Salts with low fusion points, such as potassium and sodium are mixed and melted and the hardened articles are immersed in it. After they attain the temperature of the bath, the articles are removed and quenched in water.
The process consists of heating of steel to a point 40 to 50°C above its upper critical temperature. Hold at that temperature for a short duration and subsequently cooling in still air at room temperature. This is also known as air quenching. It produces microstructures consisting of ferrite and pearlite for hypo -eutectoid steels and pearlite and cementite for hypereutectoid steels.
Normalizing is done for the following purposes:
- To eliminate coarse grain structure which is produced during forging, rolling, etc.
- To improve machinability.
- To reduce internal stresses.
- To improve certain mechanical properties.
Effects Of Normalizing
- Normalizing raises the yield point, ultimate tensile strength and impact strength of steel.
- Normalized steels are harder and stronger but less ductile than annealed steels with the same composition.
- Reduces the grain size caused by over heating or by slow cooling.

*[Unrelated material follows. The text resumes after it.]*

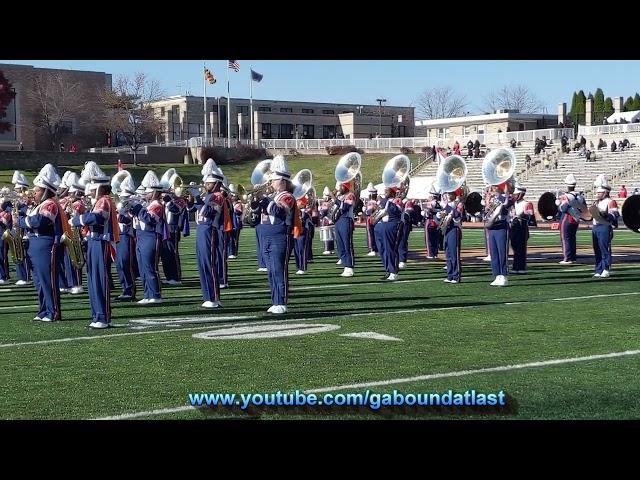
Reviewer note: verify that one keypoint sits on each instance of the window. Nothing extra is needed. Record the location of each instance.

- Produces uniform granular structure.
- Improves the machineability of the steel.
- It prevents the cracking of High Carbon Steel, High Speed Steel and High Tensile Steel, when these steels are hardened.
This is a heat treatment process carried out in order to break down large, coarse grains formed by the overheating of steels. The process involves heating the job to above the upper critical point and then quenching it. This is repeated three or four times, the maximum temperature being lowered by 50C each time, e.g. first heating to 900C, second heating to 850C and the fourth heating to 750C. This process is done in addition to normalizing. Where the jobs are such shapes as to give rise to severe strains on quenching, they are air-cooled.